In an animal study, the provision of plant estrogens (phytoestrogens) both helped to maintain calcium in bone and helped to maintain adequate vitamin D levels, vitamin D being essential for proper utilization of calcium.
In one human clinical study, phytoestrogens from soy (isoflavones) reduced whole-body bone loss but did not slow bone loss at common fracture sites in healthy postmenopausal women.
In an animal study, flaxseed lignans (phytoestrogen) + low-dose estrogen therapy provided the greatest protection against bone loss at the lumbar spine in non-menstruating female rats.
A natural phytoestrogen, resveratrol, known as a red wine molecule, has been demonstrated to stimulate osteocalcin, the hormone that triggers new bone formation. Resveratrol may be an ideal candidate for estrogen replacement as itmildly mimics estrogen (1/7000th is biological activity) without tumor-promoting activity.
Oddly, most bone-mineral dietary supplements offered on store shelves today only provide calcium, magnesium and a smidgen of vitamin D. Two key nutrients identified in this report — vitamin K and IP6 phytate — are not found in any dietary supplements designed to promote bone health.
The pharmacologically-oriented medical profession took it upon themselves to define osteoporosis in practical terms as a drug deficiency rather than a nutrient deficiency. The bone-hardening drugs currently offered by pharmaceutical companies are fraught with side effects. The dietary supplement industry holds the keys to solving the explosion of osteoporosis in the growing population of senior Americans. But it too is misdirected. Dietary supplements formulated to promote bone health have not significantly changed in years, despite the changing science.
Public health officials are largely influenced by commercial interests such as the dairy industry that spends millions of dollars to over-promote calcium-rich dairy products (that, by the way, so many millions of Americans, among them African Americans, Italians and Asians, cannot tolerate due to lactose intolerance).
When it comes to age-related bone loss, it is the blind leading the blind. Dietary supplement companies misread recommendations concerning calcium intake levels, and massively overdose American women on calcium. A typical milk-drinking female might consume as much as 3000 milligram a day of calcium from her diet plus supplements. She is overdosing.
Osteoporosis is an estrogen deficiency, and later in life it is particularly a vitamin D shortage as an overactive parathyroid gland gets involved.
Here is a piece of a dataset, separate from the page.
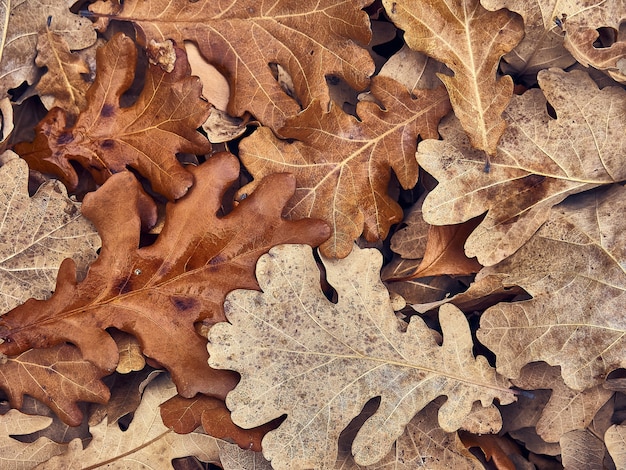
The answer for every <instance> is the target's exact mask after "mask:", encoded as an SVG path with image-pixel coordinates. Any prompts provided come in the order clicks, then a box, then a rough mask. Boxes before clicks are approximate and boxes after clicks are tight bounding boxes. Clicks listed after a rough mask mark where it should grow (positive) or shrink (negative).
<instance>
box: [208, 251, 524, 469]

The proven nutrient that reduces hip fractures, vitamin K, is overlooked in most bone-mineral formulas. In evidence of vitamin K2’s effectiveness, it has been an approved heart drug in Japan for decades.
It’s a sad day because so many Americans dutifully follow their doctor’s and dietician’s misdirected advice to take calcium pills as the change of life approaches. Such advice produces dire problems over time.
Menopausal women should be adding dietary supplements such as rice bran IP6 phytate, vitamin K2, vitamin D3, magnesium (not the popular magnesium oxide, as it is poorly absorbed) and phytoestrogens like resveratrol, into their daily supplement regimen. A good multivitamin with an array of B vitamins plus fish or flaxseed oil, along withvitamins C and E and boron provides secondary nutrients essential for bone health. Obtain calcium from your diet.